Eighth grade is the worst year of basically everyone’s life. Your body is going absolutely haywire with hormones and growth spurts to the point where even basic motor functions hurt or are discombobulated. Empathy hasn’t full been developed in the human mind, so everyone is awful to each other all the time. Boys start becoming aggressive towards girls sexually in ways that are inappropriate not just for their age, but in ways that are disgusting and predatory by adult standards. Everyone is self centered, rude, and just downright smell bad.
Which is why Bo Burnham’s Eighth Grade is so clever—it’s ostensibly about the challenges and horridness of the worst year of adolescence, but at the same time subtextually explores how the world is changing to make our entire lives like an extended year of grade eight.1 Social media in the western world has allowed us to portray our lives in a vapid and fake way. Political discourse has become more about the clique you belong to and being awful to those who are in another. Empathy is seemingly dead, as people cheer at harm being done to people they either don’t like, don’t know, or just don’t care about.

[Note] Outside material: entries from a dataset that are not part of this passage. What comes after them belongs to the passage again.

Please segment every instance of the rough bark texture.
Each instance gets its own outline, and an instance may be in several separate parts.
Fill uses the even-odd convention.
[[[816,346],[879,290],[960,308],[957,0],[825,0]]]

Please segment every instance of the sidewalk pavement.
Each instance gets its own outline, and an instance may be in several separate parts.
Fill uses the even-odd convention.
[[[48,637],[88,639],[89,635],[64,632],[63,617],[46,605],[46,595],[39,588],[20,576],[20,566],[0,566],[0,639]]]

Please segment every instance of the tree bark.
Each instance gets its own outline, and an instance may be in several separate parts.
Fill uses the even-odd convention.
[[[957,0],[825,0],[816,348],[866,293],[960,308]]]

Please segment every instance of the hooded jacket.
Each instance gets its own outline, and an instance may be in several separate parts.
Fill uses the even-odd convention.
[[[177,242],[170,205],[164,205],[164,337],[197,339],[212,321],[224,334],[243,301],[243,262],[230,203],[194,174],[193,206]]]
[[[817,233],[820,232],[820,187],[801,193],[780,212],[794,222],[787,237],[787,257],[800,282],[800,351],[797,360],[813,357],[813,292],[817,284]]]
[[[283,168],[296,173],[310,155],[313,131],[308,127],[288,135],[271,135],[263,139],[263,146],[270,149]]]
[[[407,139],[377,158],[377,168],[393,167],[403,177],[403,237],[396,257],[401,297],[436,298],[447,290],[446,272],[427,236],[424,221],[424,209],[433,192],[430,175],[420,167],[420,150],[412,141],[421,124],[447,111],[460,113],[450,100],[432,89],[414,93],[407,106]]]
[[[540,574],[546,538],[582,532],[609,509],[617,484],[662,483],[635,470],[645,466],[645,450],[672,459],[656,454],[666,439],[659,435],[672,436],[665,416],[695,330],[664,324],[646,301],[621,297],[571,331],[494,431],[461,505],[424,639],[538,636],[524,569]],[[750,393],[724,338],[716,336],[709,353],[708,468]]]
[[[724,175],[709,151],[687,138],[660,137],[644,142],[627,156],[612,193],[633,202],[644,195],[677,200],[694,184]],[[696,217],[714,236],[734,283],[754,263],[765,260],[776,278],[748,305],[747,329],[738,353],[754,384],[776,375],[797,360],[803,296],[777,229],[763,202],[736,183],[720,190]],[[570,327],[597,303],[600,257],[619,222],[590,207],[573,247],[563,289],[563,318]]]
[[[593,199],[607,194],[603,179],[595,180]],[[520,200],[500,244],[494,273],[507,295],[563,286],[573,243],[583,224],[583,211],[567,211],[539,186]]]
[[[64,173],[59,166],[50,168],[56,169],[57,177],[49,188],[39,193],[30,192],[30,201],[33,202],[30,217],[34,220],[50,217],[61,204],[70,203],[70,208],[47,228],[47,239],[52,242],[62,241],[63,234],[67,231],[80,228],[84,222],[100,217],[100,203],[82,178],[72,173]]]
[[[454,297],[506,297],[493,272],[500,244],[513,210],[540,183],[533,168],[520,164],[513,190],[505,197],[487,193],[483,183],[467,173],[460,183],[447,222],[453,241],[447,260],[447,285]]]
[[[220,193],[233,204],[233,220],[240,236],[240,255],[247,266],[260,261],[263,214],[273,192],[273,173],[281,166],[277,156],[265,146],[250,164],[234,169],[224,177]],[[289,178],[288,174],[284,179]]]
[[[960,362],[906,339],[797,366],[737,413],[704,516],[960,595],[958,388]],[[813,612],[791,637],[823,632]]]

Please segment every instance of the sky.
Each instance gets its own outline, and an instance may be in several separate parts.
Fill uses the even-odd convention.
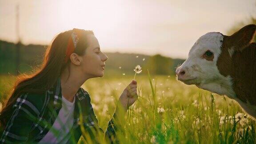
[[[255,0],[0,0],[0,40],[17,41],[18,4],[25,44],[76,28],[93,31],[103,52],[180,58],[200,36],[225,34],[256,14]]]

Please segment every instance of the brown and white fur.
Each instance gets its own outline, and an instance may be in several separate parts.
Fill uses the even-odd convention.
[[[177,68],[177,79],[226,95],[255,119],[256,30],[256,25],[250,24],[231,36],[212,32],[201,36]]]

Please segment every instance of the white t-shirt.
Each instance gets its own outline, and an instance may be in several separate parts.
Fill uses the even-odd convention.
[[[69,132],[74,122],[76,96],[72,102],[69,102],[63,96],[62,98],[62,107],[57,118],[49,132],[39,144],[66,144],[69,140]]]

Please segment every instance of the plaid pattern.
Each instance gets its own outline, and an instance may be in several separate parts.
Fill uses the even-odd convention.
[[[13,106],[13,111],[0,138],[0,144],[36,143],[48,132],[62,106],[60,80],[44,94],[26,93],[20,96]],[[77,143],[84,129],[92,140],[97,132],[104,132],[98,125],[88,93],[80,88],[76,94],[74,124],[68,143]],[[112,143],[116,136],[113,119],[105,135]]]

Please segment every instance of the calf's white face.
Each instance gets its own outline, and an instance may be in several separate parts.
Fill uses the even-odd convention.
[[[223,38],[222,34],[214,32],[201,36],[192,47],[188,59],[177,68],[178,80],[220,95],[228,92],[233,95],[230,76],[221,75],[217,66]]]

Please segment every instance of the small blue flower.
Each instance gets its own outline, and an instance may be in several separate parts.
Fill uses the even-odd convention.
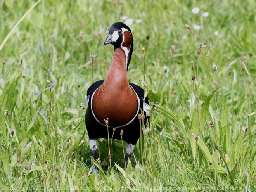
[[[57,84],[57,81],[55,80],[54,81],[54,82],[53,82],[53,83],[50,83],[50,86],[52,86],[54,85],[55,85]]]
[[[40,112],[41,113],[41,114],[46,114],[47,115],[48,114],[48,113],[47,112],[45,111],[45,110],[41,111],[40,111]]]

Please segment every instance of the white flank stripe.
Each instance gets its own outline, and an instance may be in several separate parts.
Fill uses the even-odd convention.
[[[150,114],[150,109],[151,107],[149,104],[144,102],[144,111],[146,112],[146,116],[148,117]]]
[[[130,146],[129,145],[127,146],[127,147],[126,148],[126,153],[129,153],[130,154],[131,154],[132,153],[132,152],[133,151],[133,149],[134,149],[134,148],[135,147],[135,145],[133,145],[132,146],[131,146],[131,148],[130,147]]]

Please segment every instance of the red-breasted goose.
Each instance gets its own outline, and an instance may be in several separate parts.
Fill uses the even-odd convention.
[[[144,109],[145,118],[143,121],[145,126],[149,118],[149,100],[147,96],[144,100],[142,88],[128,81],[127,71],[133,49],[130,28],[122,22],[113,24],[109,28],[104,45],[109,43],[114,45],[113,60],[105,80],[93,83],[87,91],[85,124],[91,155],[94,159],[97,140],[108,138],[104,119],[108,119],[109,138],[115,128],[113,138],[121,140],[120,131],[123,130],[123,140],[128,144],[125,154],[127,163],[140,137],[138,115]]]

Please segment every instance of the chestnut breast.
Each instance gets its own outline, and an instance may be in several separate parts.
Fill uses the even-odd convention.
[[[104,119],[107,118],[109,126],[118,127],[129,123],[137,115],[138,103],[128,81],[125,54],[118,48],[103,84],[94,93],[93,112],[102,123],[105,124]]]

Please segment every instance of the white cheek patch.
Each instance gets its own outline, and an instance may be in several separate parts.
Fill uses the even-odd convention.
[[[118,32],[116,31],[114,31],[114,33],[112,35],[112,38],[111,39],[111,40],[114,42],[116,42],[118,38],[118,37],[119,37],[119,35],[118,35]]]
[[[90,139],[90,147],[91,150],[96,150],[98,146],[98,141],[94,139]]]
[[[131,146],[131,148],[130,147],[130,145],[128,145],[127,147],[126,148],[126,150],[125,151],[126,153],[131,154],[132,153],[132,152],[133,151],[133,149],[134,149],[135,147],[135,145],[133,145]]]
[[[144,102],[144,112],[146,112],[146,116],[148,117],[150,114],[150,110],[151,107],[146,102]]]

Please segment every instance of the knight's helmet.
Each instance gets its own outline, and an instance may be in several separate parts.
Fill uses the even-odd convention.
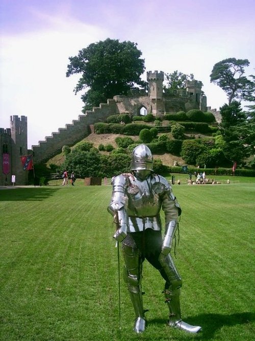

Eighth Grade stars Elsie Fisher as Kayla, a girl in her final week of middle school before moving to the great zenith of high school. She’s not popular, struggles with self image, and suffers from a distinct lack of self esteem. She stars in her own vlog on YouTube that is about self help and self actualization, despite the fact that everything she says in her videos about herself is a blatant lie for anyone who knows her. She’s reached an age where her single father, who desperately wants to connect with her and clearly loves her with his whole heart, is the lamest human being imaginable. She wants nothing more than to be accepted by her peers and to fit in with the cool kids, something she rarely, if ever, accomplishes.
What separates Eighth Grade from other “coming of age” films about adolescence is that it’s unflinching in its portrayal of how awful life truly is at that age. This isn’t a nostalgic look back at a more innocent time. There are scenes in Eighth Grade that are devastatingly sad and scenes that mine cringe comedy out of interactions that are crushingly authentic. There’s even moments that are as tense and bone-chilling as any horror film could possibly hope to be. Burnham manages to blend this all together into an affecting drama without being tonally jarring, an immense accomplishment for a first time director who made his name as a stand-up comic.
This isn’t to say that Burnham completely abandons his comedic sensibilities. Eighth Grade is just more interested in crafting its comedy situationally, rather than with quips and one-liners as one would expect from a film written and directed by a stand-up comedian. The constant “ums” and “likes” from the children, the way Burnham emphasizes the pubescent hormonal lust of the preteens, the painfully wince-inducing attempts by Kayla and others to be “cool,” and the increasingly awkward interactions between father and daughter are where Burnham mines most of his comedy.
The film works primarily because Fisher, at just 15 years old, is so strong in the lead role. She manages to be both charismatic enough to essentially be onscreen for all ninety minutes of the film’s runtime, but at the same time her social tactlessness and awkward nature feels absolutely real and convincing. You never doubt that she is just pretending to be someone suffering from chronic societal alienation. Much like how Saorsie Ronan perfectly captured teenage pretention and familial conflict in Lady Bird, so too does Fisher exhibit textbook preteen angst and discomfort.
There’s something special about a film that manages to showcase, warts and all, an authentic view of “coming of age.” Rarely do we get a film that actually manages to display these periods of our lives without everything being drenched in nostalgia. Eighth Grade makes a smart choice to set the film in the present day, rather than in a timeframe from when Burnham was that age. It allows the film to escape the nostalgic trappings and autobiographical elements that so many “coming of age” films find themselves stuck in. Instead, Burnham meticulously and impeccably captures the feeling of eighth grade, even if he might not have been as inherently immersed in the culture of modern preteens.
It makes for a film that reads not as an artist reliving their own childhood, nor as someone hollowly trying to make a film about “kids these days.” Rather, it makes for a film that gets to the heart of the struggles with adolescence, particularly in a world that encourages not just twelve year olds, but everyone, to indulge in their worst base tribalistic instincts and phoniness. Burnham doesn’t use Eighth Grade to condemn the children, nor does he use it to attack how social media has taken over their lives. Rather, it’s about how maybe, just maybe, we should all be nicer to each other, be less outwardly fake, and leave our eighth grade attitudes behind us. If twelve year old Kayla can, maybe we can too?